An image grab taken from a video released by the
Syrian civil defence in Douma shows an unidentified volunteer holding an
oxygen mask over a child's face at a hospital following a reported
chemical attack on the rebel-held town on April 8, (AFP/HO/Syria Civil
Defense)
US Defense Secretary Jim Mattis on Monday pointed toward Russia's
role in a suspected poison gas attack on the Syrian rebel-held town of
Douma, and said he would not rule out a military response.

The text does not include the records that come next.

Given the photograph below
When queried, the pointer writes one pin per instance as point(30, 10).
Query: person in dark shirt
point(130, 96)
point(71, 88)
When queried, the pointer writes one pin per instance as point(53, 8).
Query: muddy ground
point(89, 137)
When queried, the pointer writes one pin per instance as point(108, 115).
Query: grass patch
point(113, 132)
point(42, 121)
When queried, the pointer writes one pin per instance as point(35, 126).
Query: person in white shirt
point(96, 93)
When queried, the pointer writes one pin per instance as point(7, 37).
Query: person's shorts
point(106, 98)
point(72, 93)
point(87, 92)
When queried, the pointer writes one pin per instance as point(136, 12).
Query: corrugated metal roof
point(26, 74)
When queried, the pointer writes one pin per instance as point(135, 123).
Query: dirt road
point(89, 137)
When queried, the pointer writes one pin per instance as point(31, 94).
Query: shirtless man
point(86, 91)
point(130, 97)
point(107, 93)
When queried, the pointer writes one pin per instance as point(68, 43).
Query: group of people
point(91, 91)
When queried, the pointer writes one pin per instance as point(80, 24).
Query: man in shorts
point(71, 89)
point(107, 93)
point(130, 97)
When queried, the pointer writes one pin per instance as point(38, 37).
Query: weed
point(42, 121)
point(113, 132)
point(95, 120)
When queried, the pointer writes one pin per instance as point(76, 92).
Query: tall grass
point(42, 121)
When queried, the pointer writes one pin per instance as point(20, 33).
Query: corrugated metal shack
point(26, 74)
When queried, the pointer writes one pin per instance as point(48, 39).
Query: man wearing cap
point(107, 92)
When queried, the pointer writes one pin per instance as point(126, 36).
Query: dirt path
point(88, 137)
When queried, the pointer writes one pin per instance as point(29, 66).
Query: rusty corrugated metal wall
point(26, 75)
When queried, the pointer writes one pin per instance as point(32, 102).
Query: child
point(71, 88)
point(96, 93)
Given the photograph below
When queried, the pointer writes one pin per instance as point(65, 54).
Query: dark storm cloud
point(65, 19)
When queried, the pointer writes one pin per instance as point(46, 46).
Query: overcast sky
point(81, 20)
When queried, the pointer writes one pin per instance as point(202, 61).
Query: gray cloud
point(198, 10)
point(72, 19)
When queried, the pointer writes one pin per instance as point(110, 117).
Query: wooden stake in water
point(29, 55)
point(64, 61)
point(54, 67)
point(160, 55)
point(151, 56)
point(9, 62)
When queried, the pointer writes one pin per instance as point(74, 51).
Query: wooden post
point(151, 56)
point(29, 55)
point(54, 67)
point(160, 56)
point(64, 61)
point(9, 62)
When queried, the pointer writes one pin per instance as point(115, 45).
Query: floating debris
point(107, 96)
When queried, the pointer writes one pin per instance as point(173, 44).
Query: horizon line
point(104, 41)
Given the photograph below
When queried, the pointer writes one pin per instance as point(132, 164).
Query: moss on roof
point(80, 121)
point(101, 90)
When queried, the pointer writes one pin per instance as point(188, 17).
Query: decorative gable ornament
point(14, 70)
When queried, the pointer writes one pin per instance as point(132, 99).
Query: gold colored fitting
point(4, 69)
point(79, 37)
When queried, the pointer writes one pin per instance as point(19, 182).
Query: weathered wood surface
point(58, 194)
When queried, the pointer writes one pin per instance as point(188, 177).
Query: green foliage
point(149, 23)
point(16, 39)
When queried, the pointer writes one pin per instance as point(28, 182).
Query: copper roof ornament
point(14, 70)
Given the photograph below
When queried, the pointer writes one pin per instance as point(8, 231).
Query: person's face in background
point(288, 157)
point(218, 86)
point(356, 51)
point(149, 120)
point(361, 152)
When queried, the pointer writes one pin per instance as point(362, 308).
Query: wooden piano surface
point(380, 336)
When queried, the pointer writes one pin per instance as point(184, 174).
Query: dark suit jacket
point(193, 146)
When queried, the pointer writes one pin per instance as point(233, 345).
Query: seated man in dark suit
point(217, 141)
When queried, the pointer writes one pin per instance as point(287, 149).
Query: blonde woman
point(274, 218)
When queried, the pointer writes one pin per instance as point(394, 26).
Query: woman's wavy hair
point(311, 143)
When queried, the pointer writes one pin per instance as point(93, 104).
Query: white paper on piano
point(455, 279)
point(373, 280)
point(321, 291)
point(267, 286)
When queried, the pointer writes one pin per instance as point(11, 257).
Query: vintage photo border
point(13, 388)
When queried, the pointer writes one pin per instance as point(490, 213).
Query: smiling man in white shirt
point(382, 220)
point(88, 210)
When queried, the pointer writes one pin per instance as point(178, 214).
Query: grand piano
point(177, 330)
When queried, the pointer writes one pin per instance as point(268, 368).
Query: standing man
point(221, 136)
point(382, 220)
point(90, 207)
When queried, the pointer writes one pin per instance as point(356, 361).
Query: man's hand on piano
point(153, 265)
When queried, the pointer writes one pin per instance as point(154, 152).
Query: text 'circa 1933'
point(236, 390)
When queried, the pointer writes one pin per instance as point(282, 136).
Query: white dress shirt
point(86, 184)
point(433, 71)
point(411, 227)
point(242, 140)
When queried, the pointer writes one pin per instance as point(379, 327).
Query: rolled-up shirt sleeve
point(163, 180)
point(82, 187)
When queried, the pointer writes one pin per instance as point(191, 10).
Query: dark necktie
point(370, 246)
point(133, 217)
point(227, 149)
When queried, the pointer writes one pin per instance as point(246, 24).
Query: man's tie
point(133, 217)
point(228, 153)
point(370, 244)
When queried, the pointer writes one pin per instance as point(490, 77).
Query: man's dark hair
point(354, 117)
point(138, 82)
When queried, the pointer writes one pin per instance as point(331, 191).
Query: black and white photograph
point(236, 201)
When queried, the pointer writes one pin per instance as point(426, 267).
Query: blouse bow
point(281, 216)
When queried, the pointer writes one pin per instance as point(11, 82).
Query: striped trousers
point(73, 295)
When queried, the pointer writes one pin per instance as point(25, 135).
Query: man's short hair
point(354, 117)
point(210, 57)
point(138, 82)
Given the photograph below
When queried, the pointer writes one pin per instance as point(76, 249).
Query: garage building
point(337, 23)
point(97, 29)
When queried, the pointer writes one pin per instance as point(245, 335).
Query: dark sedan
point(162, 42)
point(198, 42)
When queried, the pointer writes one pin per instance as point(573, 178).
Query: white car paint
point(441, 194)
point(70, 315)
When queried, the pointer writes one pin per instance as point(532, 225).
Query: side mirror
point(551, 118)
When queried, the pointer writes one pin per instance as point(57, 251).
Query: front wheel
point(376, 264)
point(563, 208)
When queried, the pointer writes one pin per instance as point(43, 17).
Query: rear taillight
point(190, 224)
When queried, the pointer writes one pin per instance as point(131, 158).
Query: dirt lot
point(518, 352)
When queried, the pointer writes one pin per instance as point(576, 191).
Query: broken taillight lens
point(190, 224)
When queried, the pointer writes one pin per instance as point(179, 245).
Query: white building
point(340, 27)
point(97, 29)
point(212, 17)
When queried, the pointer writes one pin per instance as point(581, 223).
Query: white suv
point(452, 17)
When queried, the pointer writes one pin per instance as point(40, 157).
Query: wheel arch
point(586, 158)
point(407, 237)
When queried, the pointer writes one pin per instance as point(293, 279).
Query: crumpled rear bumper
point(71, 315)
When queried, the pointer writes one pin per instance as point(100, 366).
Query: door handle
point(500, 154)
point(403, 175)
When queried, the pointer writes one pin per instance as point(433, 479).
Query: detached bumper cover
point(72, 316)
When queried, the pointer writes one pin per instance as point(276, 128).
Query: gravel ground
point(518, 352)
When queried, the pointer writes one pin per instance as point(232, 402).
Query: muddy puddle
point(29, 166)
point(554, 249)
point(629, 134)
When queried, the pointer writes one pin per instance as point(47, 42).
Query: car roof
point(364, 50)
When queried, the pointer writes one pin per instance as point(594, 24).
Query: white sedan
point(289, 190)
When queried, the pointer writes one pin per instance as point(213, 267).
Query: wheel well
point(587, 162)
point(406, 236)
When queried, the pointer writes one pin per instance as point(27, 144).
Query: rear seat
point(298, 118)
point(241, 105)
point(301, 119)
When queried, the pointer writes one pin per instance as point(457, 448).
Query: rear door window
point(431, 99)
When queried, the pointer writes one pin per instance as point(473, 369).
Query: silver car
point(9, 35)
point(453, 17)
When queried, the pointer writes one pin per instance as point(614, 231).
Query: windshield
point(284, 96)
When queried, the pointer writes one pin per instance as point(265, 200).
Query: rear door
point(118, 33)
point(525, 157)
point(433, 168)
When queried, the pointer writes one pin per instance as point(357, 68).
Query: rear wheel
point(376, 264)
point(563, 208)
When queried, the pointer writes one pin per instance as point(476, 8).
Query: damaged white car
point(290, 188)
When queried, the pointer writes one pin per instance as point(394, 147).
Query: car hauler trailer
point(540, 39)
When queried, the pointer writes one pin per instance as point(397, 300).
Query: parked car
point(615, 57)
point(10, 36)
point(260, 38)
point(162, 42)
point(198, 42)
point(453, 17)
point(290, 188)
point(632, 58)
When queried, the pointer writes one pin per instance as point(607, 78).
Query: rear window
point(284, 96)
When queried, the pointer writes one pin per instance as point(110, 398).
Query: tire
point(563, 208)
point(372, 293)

Russia was supposed to guarantee the disposal of Syria's stockpile of
chemical weapons in September 2013, but President Bashar al-Assad's
regime is suspected of conducting repeated gas attacks since then.
"The first thing we have to look at is why are chemical weapons still
being used at all when Russia was the framework guarantor of removing
all the chemical weapons," Mattis said at the Pentagon in a meeting with
his Qatari counterpart.
"Working with our allies and our partners from NATO to Qatar and
elsewhere, we are going to address this issue ... I don't rule out
anything right now."
Syria has been accused multiple times of using toxic weapons
including sarin gas in the country's seven-year war, which has killed
more than 350,000 people.
Backed by Moscow, Assad has waged a seven-week assault on Ghouta that
has killed more than 1,700 civilians and left Islamist rebels cornered
in their last holdout of Douma, Ghouta's largest town.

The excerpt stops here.